The Tea Party Is Probably Dead and Buried

Newt Gingrich’s resurrection from the political graveyard: The 68-year-old is suddenly the Republican front runner.

Last summer, Newt Gingrich had already been written off; now he’s the classic “comeback kid” and front runner among Republican candidates for the White House.

Newt Gingrich can smile once again. Self-deprecatingly, he tells stories from the political graveyard where he was after he had been written off. He tells of calling people for campaign contributions, only to be told they thought his campaign was already dead. Four months later, Gingrich enjoys a blossoming rebirth. Current opinion polls show him as the number one pick of conservatives in 2012. One could say this is the triumph of the Republican establishment over the tea party rebels.

First, Michele Bachmann, the radical fighter, was in vogue. Then came Rick Perry, the staunch governor of Texas. Following him was pizza mogul Herman Cain. Now Gingrich, the epitome of old school politicians, has become the best hope of that faction of the Republican Party that misses the traditional conservative barnyard smell and operates under the motto “Anybody But Romney.”

It’s a comeback reminiscent of John McCain. He had also struck his colors four years earlier but then ended up being the standard bearer against Barack Obama. Except Gingrich’s wagon is stuck more deeply in the mud: June saw his campaign advisers resign en masse because Newt preferred sailing in the Greek islands to shaking hands with American farmers. But his turnaround came with the Republican debates, where his performance convinced a dubious party base that he did, indeed, have what it takes to sit in the Oval Office.

The 68-year-old with snow-white hair cultivates the image of being the Harvard professor of the Grand Old Party. He likes to season his speeches with historical parables that sometimes come off as wisdom, other times as patronizing, and occasionally as just plain poisonous.

“Contract with America”

Before his departure from Congress 12 years ago, he was one of Washington’s movers and shakers. In 1994, he stood before a map of the United States and proposed his “Contract with America”: No more budget deficits, and lawmakers would have to live by the same laws they recommended for everyone else. That promptly resulted in the Republicans taking control of the House back from Clinton’s Democrats. Gingrich’s stroke of genius speech made the Georgia back-bencher leader of the Republican Party. But he over-reached on the budget issue, causing a week-long government shutdown, thereby turning his triumph into a Pyrrhic victory.

It’s a legacy that still weighs heavily on him. Centrists in the United States still long for bipartisan consensus to solve the nation’s problems. Gingrich, on the other hand, proposes radical cures for the government to save $500 billion. Nevertheless, he took on a consultant’s role for the huge mortgage bank Freddie Mac, for which he was paid $1.8 million. Small wonder that accusations of “hypocrite” are making the rounds lately. Conservative columnist George Will called him “the classic rental politician.”

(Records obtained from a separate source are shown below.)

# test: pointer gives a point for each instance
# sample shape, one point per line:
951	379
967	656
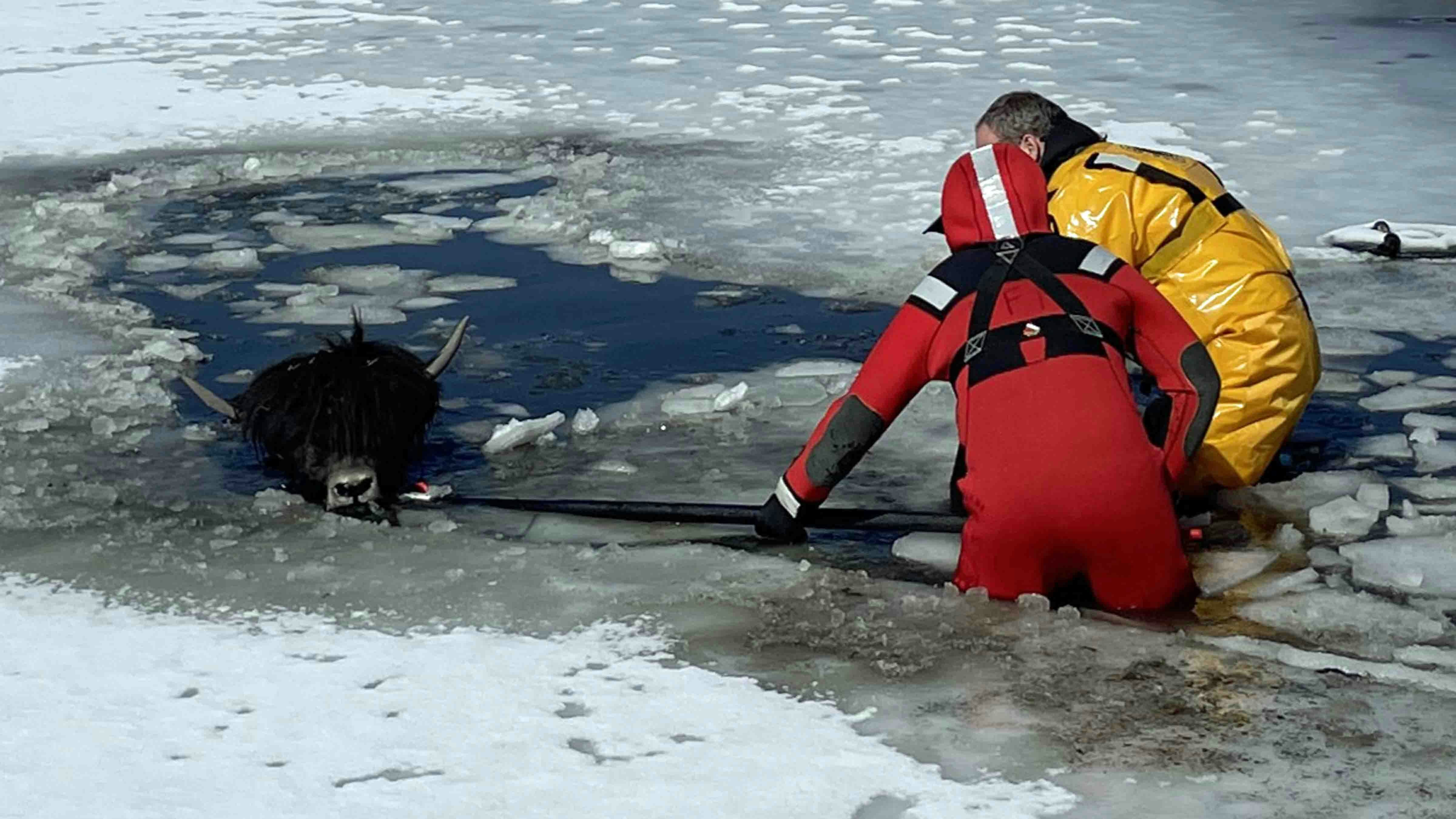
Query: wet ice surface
844	119
152	512
545	337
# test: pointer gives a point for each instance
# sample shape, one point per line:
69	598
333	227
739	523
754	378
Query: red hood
994	193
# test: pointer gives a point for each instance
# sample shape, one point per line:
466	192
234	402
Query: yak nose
354	489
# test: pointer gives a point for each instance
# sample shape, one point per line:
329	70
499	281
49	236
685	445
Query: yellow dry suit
1222	269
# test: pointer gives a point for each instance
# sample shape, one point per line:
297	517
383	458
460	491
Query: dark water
565	337
573	336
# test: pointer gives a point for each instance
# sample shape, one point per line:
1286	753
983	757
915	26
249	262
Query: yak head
344	423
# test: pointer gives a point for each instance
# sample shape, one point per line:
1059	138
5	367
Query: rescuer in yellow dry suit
1221	266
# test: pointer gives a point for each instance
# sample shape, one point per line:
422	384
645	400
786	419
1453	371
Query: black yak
343	423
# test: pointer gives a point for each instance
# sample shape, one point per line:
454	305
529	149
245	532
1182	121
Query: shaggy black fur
370	401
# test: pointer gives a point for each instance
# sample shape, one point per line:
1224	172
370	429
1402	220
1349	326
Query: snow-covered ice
758	145
295	715
1343	517
517	432
1417	566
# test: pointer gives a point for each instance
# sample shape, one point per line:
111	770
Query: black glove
775	524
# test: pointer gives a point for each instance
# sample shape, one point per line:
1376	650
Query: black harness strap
994	352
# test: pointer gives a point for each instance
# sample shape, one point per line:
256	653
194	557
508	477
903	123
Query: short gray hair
1018	114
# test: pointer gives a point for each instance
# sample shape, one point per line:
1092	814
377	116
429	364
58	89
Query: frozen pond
616	162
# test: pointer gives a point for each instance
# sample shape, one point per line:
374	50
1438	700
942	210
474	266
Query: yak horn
212	398
449	350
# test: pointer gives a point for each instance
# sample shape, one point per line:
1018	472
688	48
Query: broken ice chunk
1424	435
237	376
1352	342
1391	447
317	238
157	263
430	222
694	400
1393	378
1427	489
935	550
1293	582
1342	384
1409	397
1305	492
1375	496
1427	658
632	251
514	432
585	422
1414	525
191	292
1324	557
1343	517
463	283
800	393
1416	566
806	369
1289	538
1360	623
370	278
228	261
1216	572
1439	423
426	304
616	467
732	397
194	238
1435	457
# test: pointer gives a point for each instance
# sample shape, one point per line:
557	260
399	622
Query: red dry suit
1031	329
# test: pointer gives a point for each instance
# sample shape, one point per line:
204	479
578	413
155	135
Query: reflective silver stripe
994	193
1098	261
1126	162
785	496
934	292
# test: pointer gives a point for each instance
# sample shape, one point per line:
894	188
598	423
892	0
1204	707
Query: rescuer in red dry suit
1058	474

Among socially conservative voters, Gingrich’s Achilles’ heel is his private life. He divorced his first wife, Jackie, as she was recuperating in the hospital from cancer surgery. He was already in the midst of an affair with wife number two, Marianne, who eventually had to make way for his blonde assistant, Callista Bisek. But none of this prevented him from savagely attacking Bill Clinton after his sexual escapades with Monica Lewinsky came to light.

Marianne summed it all up a few months ago by saying Newt Gingrich “believes that what he says in public and how he lives don’t have to be connected.”